GHA et SHA plus forts que le savon
« Le gel hydroalcoolique (GHA) constitue la technique de référence d'hygiène des mains », rappelle d'emblée Frédéric Barbut. Utilisés sans eau, faciles à transporter, les GHA et SHA présentent un effet bactéricide ou virucide démontré et immédiat. Et contrairement à une idée véhiculée au cours des derniers mois, les GHA sont bien tolérés, mieux que les savons. « Les savons sont des détergents, et altèrent le sébum. Ils ont une action mécanique pour débarrasser la peau des salissures, mais on ne connaît pas leur efficacité bactériostatique ou bactéricide. »
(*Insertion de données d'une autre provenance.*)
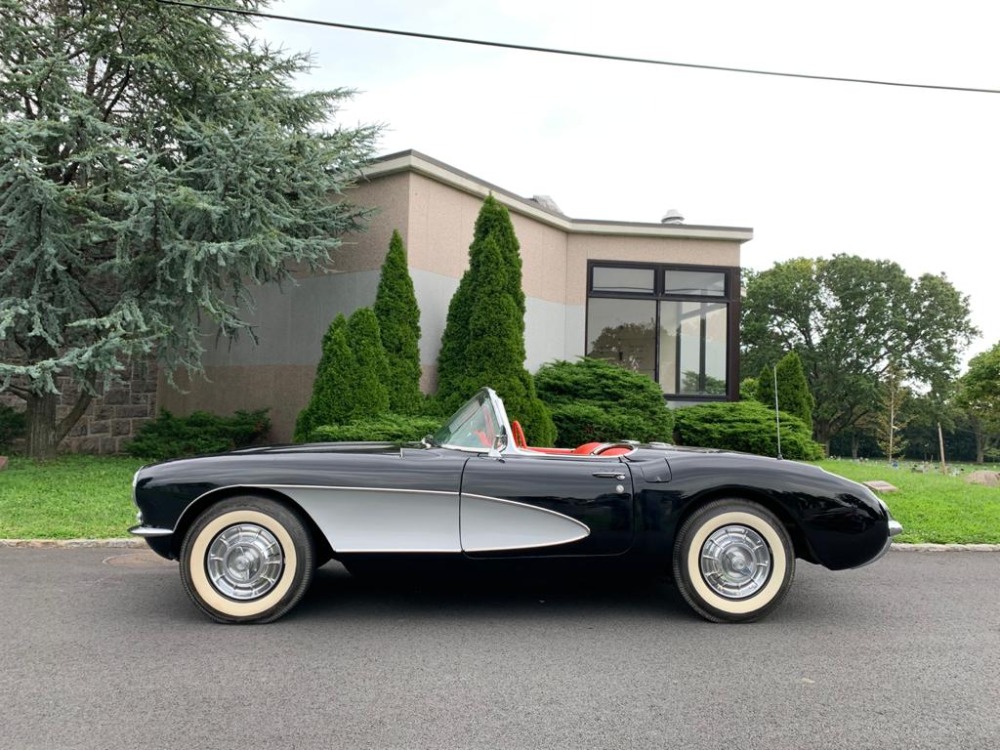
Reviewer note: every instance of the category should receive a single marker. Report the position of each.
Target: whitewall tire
(733, 561)
(247, 559)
Aération et désinfection : un vrai plus
L'aération des pièces est une mesure apparue plus tardivement. Elle est pertinente dans les zones confinées, pour renouveler l'air et diluer la quantité de virus. L'aération n'affranchit pas d'une désinfection protocolisée dans les espaces accueillants du public. Cette désinfection doit être pratiquée avec un produit disposant d'une norme virucide (14476). « Il s'agit d'une norme expérimentale, dans des conditions qui ne correspondent pas à la vraie vie (le temps de contact par exemple est d’une heure en condition expérimentale) et avec d'autres virus que le SARS-CoV-2. Les données permettent cependant d'estimer l'activité du produit dans les plus mauvaises conditions. Il est donc important de ne sélectionner que des produits répondant à cette norme pour la désinfection des surfaces », confirme l'hygiéniste de l'hôpital Saint-Antoine.
La protection par les gants : une mauvaise idée
Le port de gants médicaux répond à des indications de précaution très limitées, comme le rappelle Frédéric Barbut : « on ne porte un gant que s'il y a un contact ou un risque de contact avec un liquide biologique, si on manipule des déchets souillés ou si on pratique un bionettoyage ou une désinfection de matériel. Un gant porté à mauvais escient est dangereux ; la personne se sent certes protégée, mais elle risque de disséminer le virus. » En outre, le port de gant n'affranchit pas d'un lavage des mains par GHA avant de mettre le gant, et après l'avoir retiré et jeté. « Les gants ne sont pas totalement imperméables s'ils sont portés longtemps et des microfissures peuvent exister, laissant passer les bactéries et virus », insiste Frédéric Barbut.